We have 2 disks of radius R where the distance between these 2 disks : $d << R$.
These disks are uniformly charged.
I have calculated the electric field near one disk, I have:

$$E(z) = \frac{\sigma}{2 \epsilon_0}\left(1 - \frac{1}{\sqrt{1 + \frac{R^2}{z^2}}}\right)$$

Now I'm stuck to find the potential between these 2 disks.

Because one disk has a positive charge and another one has a negative charge, the total electric field is

$$E_{tot} = 2E(z)$$

We know that

$$\Delta V = -\int_{+\infty}^{d}E_{tot} \cdot \mathrm dr$$

However, I get an infinite potential.

I suppose that I'm doing the wrong calculation.

The teacher explained that because $d << R$, we can approximate them as infinite planes. So, should I calculate the potential between 2 infinite planes?

Note: $z$ is the axis perpendicular to the surface of the disk.

Answer 1

As commented by Michael Seifert, your expression of the electric field is indeed incorrect. It should read $$E_z=-{\sigma\over 2\varepsilon_0}\left[{z\over |z|}-{z\over\sqrt{R^2+z^2}}\right]$$ at a distance $z$ on the axis of a disk of radius R carrying a density $\sigma$. The potentiel is given by $$E_z=-{\partial V\over\partial z}\ \Leftrightarrow\ V(z)=-\int E_z(z)dz$$ To perform the integration, consider separately the cases $z>0$ and $z<0$. When $z>0$, $$V(z)=-{\sigma\over 2\varepsilon_0}\Big[z-\sqrt{R^2+z^2}\Big]+C$$ where $C$ is constant.

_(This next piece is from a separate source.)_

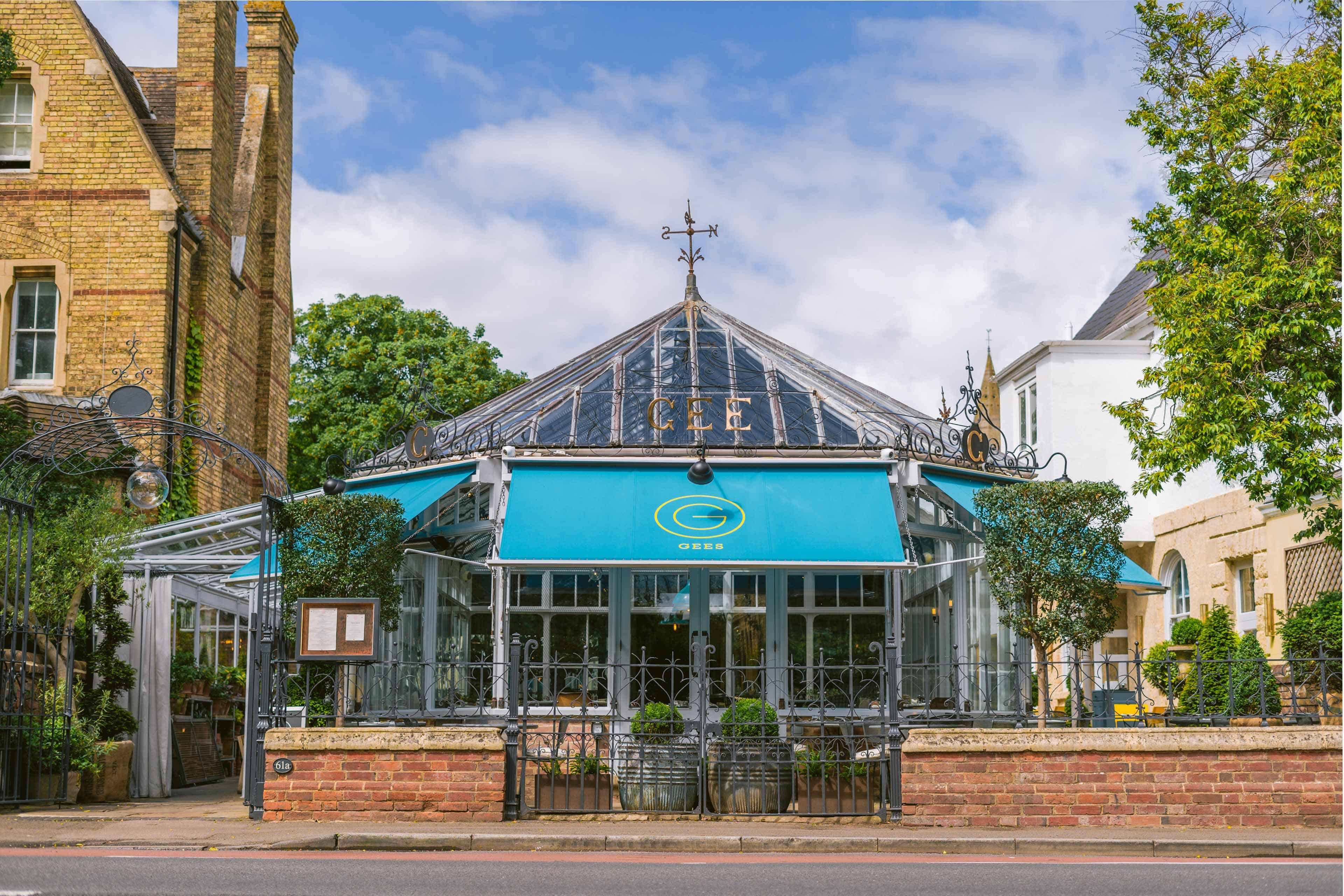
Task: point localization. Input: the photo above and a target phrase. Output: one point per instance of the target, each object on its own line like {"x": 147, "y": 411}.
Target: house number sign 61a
{"x": 695, "y": 414}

Imposing the vanishing of $V$ at infinity leads to $C=0$. When $z<0$, $$V(z)={\sigma\over 2\varepsilon_0}\Big[z+\sqrt{R^2+z^2}\Big]+C'$$ The continuity of $V(z)$ at $z=0$ imposes $C=C'=0$.

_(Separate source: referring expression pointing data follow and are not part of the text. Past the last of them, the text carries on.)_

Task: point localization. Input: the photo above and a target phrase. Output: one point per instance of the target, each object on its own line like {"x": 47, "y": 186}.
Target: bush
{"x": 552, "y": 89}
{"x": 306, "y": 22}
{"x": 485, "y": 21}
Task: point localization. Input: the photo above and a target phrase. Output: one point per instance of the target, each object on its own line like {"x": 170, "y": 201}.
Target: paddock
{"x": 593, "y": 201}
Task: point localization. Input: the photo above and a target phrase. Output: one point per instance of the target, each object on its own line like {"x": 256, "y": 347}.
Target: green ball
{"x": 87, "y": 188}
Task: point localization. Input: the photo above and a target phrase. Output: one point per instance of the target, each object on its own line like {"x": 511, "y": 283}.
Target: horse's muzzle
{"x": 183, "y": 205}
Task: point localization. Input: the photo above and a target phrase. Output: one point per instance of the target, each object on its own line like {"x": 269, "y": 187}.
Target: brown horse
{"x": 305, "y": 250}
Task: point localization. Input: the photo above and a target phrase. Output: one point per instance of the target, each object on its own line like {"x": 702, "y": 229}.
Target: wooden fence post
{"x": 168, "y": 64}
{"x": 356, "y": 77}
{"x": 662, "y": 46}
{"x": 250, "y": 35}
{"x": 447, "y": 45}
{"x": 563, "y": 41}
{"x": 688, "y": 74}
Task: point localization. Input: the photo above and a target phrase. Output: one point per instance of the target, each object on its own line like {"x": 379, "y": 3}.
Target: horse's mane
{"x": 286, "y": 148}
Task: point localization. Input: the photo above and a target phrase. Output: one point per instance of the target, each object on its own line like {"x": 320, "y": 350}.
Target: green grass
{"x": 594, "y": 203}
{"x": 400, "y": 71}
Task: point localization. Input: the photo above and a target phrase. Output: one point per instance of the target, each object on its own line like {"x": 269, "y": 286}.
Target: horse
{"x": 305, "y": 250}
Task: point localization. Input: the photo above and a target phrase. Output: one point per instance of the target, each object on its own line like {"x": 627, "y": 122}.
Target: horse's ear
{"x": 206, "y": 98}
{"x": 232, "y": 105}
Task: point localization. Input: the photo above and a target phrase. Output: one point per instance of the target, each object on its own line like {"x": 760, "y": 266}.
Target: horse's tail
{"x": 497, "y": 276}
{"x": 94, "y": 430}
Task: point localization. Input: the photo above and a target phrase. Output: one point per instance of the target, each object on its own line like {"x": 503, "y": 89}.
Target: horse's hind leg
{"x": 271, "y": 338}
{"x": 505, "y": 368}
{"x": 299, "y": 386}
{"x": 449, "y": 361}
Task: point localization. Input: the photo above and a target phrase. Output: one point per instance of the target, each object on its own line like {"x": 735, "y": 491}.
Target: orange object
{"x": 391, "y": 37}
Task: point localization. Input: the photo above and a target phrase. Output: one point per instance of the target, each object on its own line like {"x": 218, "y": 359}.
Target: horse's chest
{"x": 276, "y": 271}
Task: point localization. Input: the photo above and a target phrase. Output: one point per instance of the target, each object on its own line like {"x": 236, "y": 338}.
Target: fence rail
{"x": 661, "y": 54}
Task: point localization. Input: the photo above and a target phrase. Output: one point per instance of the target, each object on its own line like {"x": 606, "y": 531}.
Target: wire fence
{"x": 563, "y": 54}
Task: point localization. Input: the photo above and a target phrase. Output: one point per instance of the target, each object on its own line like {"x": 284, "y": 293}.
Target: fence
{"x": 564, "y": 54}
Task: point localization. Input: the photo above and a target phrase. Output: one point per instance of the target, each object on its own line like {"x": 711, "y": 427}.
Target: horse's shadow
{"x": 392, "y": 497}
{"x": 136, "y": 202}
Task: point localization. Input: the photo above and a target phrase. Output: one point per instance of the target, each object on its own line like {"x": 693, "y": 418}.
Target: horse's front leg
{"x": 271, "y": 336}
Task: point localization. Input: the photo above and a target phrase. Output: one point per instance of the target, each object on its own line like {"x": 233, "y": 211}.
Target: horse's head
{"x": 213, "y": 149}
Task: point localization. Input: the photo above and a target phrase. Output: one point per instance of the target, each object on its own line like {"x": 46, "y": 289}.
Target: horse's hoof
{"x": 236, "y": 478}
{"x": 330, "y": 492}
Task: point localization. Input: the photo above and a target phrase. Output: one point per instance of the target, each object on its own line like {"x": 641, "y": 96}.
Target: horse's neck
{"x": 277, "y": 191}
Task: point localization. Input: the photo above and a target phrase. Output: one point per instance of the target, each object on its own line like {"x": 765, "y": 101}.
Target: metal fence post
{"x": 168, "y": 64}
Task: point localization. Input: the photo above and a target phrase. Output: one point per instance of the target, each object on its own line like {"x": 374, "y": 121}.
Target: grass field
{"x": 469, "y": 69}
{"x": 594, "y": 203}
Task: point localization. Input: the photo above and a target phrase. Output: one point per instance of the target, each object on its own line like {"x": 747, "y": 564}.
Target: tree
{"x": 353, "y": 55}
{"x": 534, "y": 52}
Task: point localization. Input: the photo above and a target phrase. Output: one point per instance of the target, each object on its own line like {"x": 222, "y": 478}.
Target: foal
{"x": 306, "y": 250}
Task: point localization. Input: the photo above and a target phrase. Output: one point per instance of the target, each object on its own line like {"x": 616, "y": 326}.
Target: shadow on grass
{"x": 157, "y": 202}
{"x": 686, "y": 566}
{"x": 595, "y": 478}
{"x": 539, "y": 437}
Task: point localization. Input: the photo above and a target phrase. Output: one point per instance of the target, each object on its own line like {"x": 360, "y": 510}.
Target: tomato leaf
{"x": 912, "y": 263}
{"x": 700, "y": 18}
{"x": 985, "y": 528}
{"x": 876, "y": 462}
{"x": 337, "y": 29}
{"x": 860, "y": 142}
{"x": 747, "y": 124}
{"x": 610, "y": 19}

Now, consider a point very close to the disk or equivalently a very large disk $R\gg 1$. As expected for an infinite plane, the expression of the electric field becomes constant $$E_z=-{\sigma\over 2\varepsilon_0}$$ when $z>0$ and $$E_z={\sigma\over 2\varepsilon_0}$$ when $z<0$. The potential is therefore linear $$V(z)=-E_zz+C={\sigma\over 2\varepsilon_0}|z|+C$$ However, it is not possible to impose the vanishing of $V(z)$ in both limits $z\rightarrow +\infty$ and $z\rightarrow -\infty$ only by fixing the constant $C$.